Selon l’avocat Ajay Daby, le rapport d’une commission d’enquête n’est pas un jugement de la Cour suprême. C’est le produit d’une enquête menée par un enquêteur, avec des indices et des documents sur un sujet sur lequel il est habilité à enquêter.  « L’enquêteur n’a pas le droit de juger, d’incriminer et de censurer », dit-il. Selon lui, le rapport d’une commission d’enquête est un rapport plat sans conséquence. Il avance que les recommandations de ce rapport sont pour les besoins du gouvernement.

Sur la base de ce rapport et de ses recommandations, le gouvernement agit en conséquence, poursuit-il. Pour l’homme de loi, la raison d’être d’une commission d’enquête est pour l’opinion publique et pour éclairer le gouvernement.

Elle est instituée par le Président à la demande du gouvernement. Une commission d’enquête a plus d’autorité et plus d’envergure comparée à un Fact Finding Committee. 

À quoi doivent s’attendre les personnes incriminées ?

« Nul n’a le droit d’interférer avec les travaux d’une commission d’enquête ou avec son rapport. Tout se fait dans un cadre défini par la loi, la pratique et une procédure bien établie », avance-t-il. Il qualifie le rapport Britam de très explicatif et pédagogique.

Ajay Daby est d’avis que c’est aux autorités concernées de prendre le relais, à la suite des recommandations de la commission d’enquête. Toutefois, il précise que ce rapport « is not tantamount to criminal procedure ». Et que les autorités telles que la police ou encore la Financial Services Commission doivent prendre le relais. Celles-ci doivent vérifier les documents qui ont été déposés lors des travaux de la commission d’enquête. « Tout rapport est contestable », précise-t-il. Il fait observer que ce sont les institutions qui sont reconnues dans le domaine du droit pénal qui sont autorisées à prendre possession des documents en vue d’une poursuite.

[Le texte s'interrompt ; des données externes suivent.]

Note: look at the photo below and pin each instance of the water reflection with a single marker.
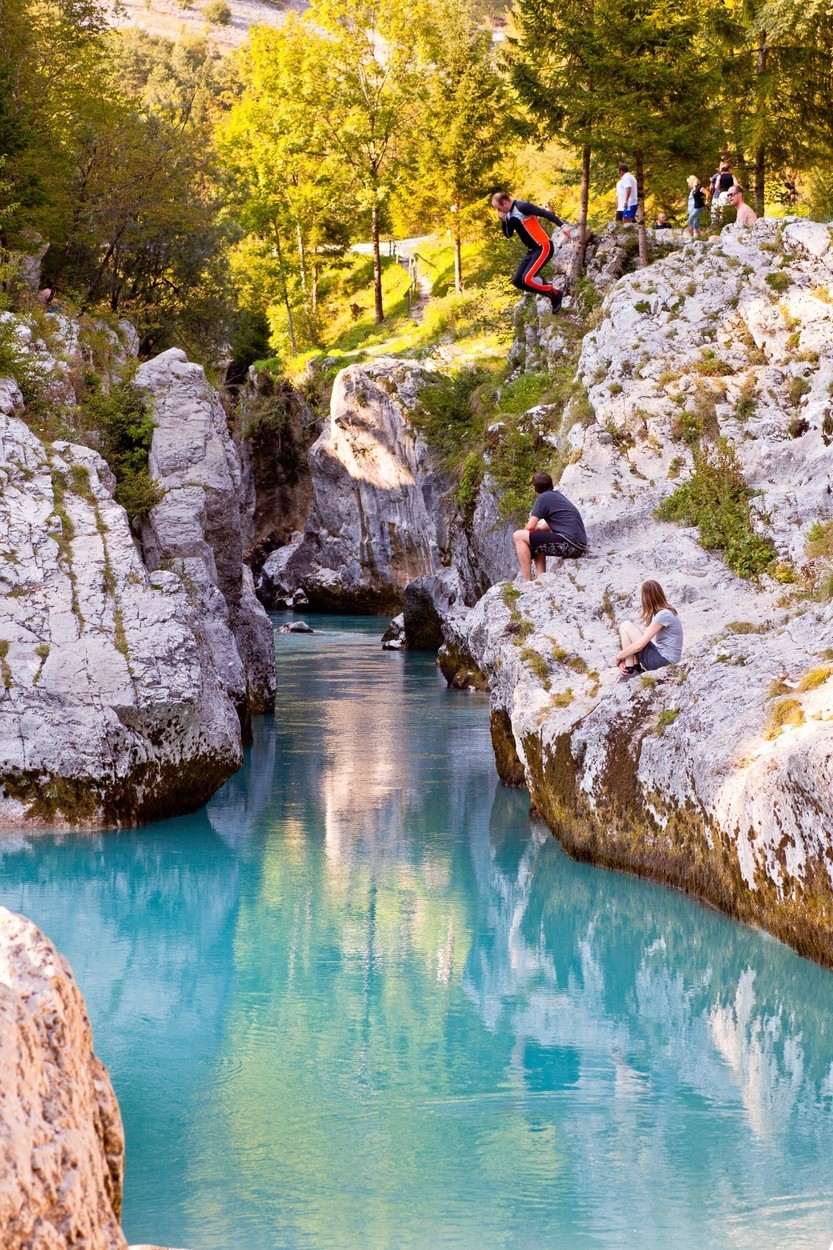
(360, 1001)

Mieux comprendre la loi de l’immunité… 

Ajay Daby explique que la promiscuité et l’interchangeabilité des rôles provoquent des situations où un professionnel se sent menacer. Pour l’homme de loi, il n’est pas impossible qu’il y ait des poursuites au civil en cas de préjudice causé. « Toutefois la loi de l’immunité couvre uniquement celui qui a agi dans le cadre de ses fonctions. Dans le cas où il est établi qu’une personne a agi de son propre chef, il est redevable. L’homme politique doit assumer son opinion et faire preuve de jugement raisonnable. »

Il est d’avis qu’il ne faut pas déléguer le pouvoir obtenu par la Constitution à des tiers.

Procès

« Pour instituer un procès, il faut qu’il y ait une enquête. Et la police doit prendre le relais », explique-t-il. L’histoire a été témoin que dans l’affaire de l’ex-ministre Raj Dayal, devant la cour intermédiaire, des procès-verbaux de la commission d’enquête qui avait été instituée, n’avaient pas pu être versés au dossier. C’était en vertu de l’article 12 (1) de la Mauritius Commission of Inquiry Act. Car, les procès-verbaux d’une commission d’enquête ne peuvent pas être utilisés, lors d’un procès pénal ou civil. D’autre part, il affirme aussi que la police ne pourra pas, non plus, venir dire ce qui a été cité, dans le rapport. Par ailleurs, il évoque que l’orientation de l’enquête déterminera s’il y aura des poursuites.